No início deste ano, credores privados incluindo Apollo, Blackstone e Oak Hill Advisors estavam em posição de destaque para ganhar um empréstimo de US$5,5 bilhões para a aquisição de Carlyle de uma participação na Cotiviti Inc., superando os bancos de Wall Street ao oferecer PIK. O acordo de M&A acabou desmoronando por outras razões.

Mais recentemente, a HPS Investment Partners superou o JPMorgan Chase & Co. para administrar um empréstimo de US$1,65 bilhões para a compra da One Rock do fabricante de material de embalagem Constantia Flexibles GmbH. Uma razão foi que o acordo da HPS permitia que uma pequena parte dos juros fosse PIK, algo que o JPMorgan não oferecia.

Embora os empréstimos pay-in-kind sejam projetados para serem temporários, algumas propostas vão longe demais. Vista Equity Partners tentou refinanciar quase US$6 bilhões de dívida na empresa fintech Finastra Group Holdings LTD, esperando que o crédito privado fornecesse até US$2 bilhões em um empréstimo júnior PIK-paying. Não houve interessados suficientes, e a Vista teve que desembolsar US$1 bilhão em equity preferencial PIK para concluir o acordo.

Pagamento em dinheiro

Taxas mais altas por mais tempo podem significar que mais “payments-in-kind” estão a caminho.
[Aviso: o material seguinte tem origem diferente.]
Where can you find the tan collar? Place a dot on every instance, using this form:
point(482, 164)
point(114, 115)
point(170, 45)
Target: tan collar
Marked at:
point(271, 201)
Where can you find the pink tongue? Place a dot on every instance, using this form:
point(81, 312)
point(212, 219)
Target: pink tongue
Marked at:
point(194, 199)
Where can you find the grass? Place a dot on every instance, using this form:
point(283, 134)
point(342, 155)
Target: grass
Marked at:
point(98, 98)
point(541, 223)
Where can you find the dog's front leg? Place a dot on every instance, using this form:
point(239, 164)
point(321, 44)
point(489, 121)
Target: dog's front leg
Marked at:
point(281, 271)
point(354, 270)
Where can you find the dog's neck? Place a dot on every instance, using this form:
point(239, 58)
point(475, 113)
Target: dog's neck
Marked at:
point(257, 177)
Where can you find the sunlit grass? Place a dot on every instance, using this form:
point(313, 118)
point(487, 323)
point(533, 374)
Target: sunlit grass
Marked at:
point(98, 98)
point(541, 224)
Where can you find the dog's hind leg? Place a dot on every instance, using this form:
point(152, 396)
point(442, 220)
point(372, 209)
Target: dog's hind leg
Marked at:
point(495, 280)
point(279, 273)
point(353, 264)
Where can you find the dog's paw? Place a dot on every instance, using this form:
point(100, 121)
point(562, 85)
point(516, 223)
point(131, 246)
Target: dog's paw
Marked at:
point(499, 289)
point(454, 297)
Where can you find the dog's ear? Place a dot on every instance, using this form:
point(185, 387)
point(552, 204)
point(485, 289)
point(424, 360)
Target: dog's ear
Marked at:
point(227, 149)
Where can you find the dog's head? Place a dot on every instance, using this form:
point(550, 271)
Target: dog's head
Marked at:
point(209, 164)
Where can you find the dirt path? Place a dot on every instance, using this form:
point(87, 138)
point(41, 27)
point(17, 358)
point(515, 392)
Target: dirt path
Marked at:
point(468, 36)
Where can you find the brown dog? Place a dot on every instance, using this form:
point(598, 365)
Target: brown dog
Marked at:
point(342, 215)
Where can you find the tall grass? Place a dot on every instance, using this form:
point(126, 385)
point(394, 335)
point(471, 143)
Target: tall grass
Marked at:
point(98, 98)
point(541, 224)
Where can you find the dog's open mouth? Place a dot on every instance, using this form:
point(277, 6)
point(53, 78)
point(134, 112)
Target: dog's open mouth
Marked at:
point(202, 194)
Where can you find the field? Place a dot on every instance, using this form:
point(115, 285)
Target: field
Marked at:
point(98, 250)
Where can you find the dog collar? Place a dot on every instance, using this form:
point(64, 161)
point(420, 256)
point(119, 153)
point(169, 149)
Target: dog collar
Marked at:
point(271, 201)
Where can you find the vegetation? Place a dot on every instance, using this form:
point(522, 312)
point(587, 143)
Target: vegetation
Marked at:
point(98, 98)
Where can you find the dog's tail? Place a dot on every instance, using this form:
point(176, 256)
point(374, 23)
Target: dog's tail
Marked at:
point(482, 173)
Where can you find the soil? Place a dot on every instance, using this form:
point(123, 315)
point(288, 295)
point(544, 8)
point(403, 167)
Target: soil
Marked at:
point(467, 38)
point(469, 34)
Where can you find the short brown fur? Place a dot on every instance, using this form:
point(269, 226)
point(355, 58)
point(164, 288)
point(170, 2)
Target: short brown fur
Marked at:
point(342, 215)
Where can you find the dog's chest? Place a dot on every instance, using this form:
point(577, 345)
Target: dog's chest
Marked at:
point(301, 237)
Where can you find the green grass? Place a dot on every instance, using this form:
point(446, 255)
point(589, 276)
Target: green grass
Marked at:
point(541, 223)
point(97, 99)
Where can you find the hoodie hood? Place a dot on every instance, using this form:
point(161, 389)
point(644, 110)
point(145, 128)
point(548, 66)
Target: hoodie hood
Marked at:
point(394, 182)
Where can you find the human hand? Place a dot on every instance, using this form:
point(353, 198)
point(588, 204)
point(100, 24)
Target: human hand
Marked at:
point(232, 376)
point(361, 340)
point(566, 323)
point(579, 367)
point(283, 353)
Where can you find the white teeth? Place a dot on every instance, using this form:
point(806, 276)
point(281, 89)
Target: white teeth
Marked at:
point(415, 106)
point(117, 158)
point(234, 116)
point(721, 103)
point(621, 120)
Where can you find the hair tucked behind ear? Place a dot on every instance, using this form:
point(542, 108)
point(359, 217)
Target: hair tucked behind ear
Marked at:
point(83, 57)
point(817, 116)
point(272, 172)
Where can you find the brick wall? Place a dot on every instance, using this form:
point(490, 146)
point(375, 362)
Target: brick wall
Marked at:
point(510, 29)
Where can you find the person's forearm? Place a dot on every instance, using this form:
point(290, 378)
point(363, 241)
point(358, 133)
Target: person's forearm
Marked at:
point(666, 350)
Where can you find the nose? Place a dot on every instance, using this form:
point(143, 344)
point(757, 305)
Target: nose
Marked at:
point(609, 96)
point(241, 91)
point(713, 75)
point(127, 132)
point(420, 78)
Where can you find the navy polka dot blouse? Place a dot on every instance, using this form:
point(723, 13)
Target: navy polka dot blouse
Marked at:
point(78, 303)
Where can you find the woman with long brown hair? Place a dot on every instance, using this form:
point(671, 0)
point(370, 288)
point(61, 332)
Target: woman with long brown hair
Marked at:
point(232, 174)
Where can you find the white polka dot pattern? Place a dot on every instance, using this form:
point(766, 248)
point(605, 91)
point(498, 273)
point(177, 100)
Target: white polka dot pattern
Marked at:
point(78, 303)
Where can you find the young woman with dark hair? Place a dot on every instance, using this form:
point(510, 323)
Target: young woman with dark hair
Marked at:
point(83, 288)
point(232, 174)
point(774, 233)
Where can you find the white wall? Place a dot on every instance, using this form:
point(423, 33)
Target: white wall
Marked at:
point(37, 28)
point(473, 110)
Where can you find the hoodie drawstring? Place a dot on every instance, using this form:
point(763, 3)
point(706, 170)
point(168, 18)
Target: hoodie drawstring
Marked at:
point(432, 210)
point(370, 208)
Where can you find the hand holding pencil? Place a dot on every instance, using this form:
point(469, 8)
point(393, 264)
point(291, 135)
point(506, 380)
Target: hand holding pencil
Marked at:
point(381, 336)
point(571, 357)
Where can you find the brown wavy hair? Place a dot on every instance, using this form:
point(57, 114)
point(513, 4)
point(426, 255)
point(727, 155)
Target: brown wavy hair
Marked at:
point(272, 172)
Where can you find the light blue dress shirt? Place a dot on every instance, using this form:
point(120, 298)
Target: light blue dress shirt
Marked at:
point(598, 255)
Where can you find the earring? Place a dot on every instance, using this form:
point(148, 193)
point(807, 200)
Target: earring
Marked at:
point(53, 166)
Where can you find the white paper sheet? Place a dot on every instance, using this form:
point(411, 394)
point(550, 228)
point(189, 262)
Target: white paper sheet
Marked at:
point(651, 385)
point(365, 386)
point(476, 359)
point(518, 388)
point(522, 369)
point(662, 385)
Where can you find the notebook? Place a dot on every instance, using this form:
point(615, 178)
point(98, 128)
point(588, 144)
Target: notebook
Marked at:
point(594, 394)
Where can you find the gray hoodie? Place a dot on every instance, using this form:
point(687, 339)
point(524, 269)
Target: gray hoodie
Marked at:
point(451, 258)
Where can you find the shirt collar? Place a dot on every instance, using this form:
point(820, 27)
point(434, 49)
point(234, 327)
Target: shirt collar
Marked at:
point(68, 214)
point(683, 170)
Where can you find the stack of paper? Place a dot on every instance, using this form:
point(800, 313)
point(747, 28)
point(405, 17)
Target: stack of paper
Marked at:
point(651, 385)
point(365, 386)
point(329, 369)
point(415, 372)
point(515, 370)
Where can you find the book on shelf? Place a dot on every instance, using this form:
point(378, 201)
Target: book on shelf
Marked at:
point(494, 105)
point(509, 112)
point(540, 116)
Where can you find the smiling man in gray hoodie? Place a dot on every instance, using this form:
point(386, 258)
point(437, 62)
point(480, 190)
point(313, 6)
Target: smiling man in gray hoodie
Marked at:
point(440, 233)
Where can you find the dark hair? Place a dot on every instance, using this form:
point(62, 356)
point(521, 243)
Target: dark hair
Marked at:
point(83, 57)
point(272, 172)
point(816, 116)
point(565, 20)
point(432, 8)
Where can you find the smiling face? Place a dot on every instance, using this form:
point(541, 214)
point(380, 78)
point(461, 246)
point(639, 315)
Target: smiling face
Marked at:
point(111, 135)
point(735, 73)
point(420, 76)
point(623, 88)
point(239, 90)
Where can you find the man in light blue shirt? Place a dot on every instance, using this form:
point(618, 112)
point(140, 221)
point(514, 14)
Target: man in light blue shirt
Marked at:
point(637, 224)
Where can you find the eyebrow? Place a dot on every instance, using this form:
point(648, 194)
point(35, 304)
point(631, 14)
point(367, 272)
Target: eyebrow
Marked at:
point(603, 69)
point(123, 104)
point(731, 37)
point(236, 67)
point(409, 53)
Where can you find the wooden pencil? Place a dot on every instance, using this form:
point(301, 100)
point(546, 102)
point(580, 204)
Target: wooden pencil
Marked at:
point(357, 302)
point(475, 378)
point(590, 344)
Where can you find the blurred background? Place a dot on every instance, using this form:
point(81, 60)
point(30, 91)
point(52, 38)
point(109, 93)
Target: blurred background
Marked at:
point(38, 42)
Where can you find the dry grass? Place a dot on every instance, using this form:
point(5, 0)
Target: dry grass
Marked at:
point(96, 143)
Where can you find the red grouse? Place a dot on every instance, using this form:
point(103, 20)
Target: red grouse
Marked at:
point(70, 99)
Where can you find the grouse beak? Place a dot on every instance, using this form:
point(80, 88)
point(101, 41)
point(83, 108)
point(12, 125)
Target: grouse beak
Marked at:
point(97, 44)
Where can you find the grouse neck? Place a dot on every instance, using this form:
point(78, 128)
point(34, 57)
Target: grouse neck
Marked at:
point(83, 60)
Quando os barões do private equity recuperarem sua energia e as compras voltarem com força, a demanda por esse modelo poderá ser a maior de todas, disse Michael Small, chefe de crédito privado europeu da KKR.

Há também uma necessidade crescente de refinanciar empresas do portfólio que carregam empréstimos alavancados, segundo Alan Schrager, parceiro sênior da Oak Hill Advisors. “Vimos alguns refinanciamentos oportunistas para limpar as estruturas de capital, mas vamos enfrentar uma enorme onda dessas transações no próximo ano à medida que as dívidas existentes vencem,” ele disse.

Cerca de meio trilhão de dólares em empréstimos alavancados vencem até 2025, de acordo com a S&P Global Ratings, incluindo emissores classificados como junk que mal ganham mais do que seus pagamentos de juros ou cujo fluxo de caixa já é negativo.

“Enquanto as taxas de juros ainda estiverem altas, não acredito que todos os emissores atuais possam se refinanciar usando dívida sênior tradicional,” disse Small. “Eles vão precisar de algo mais. E em muitos casos, esse ‘algo mais’ pode ser PIK. Mesmo que apenas 10% disso requeira PIK, é uma enorme oportunidade.”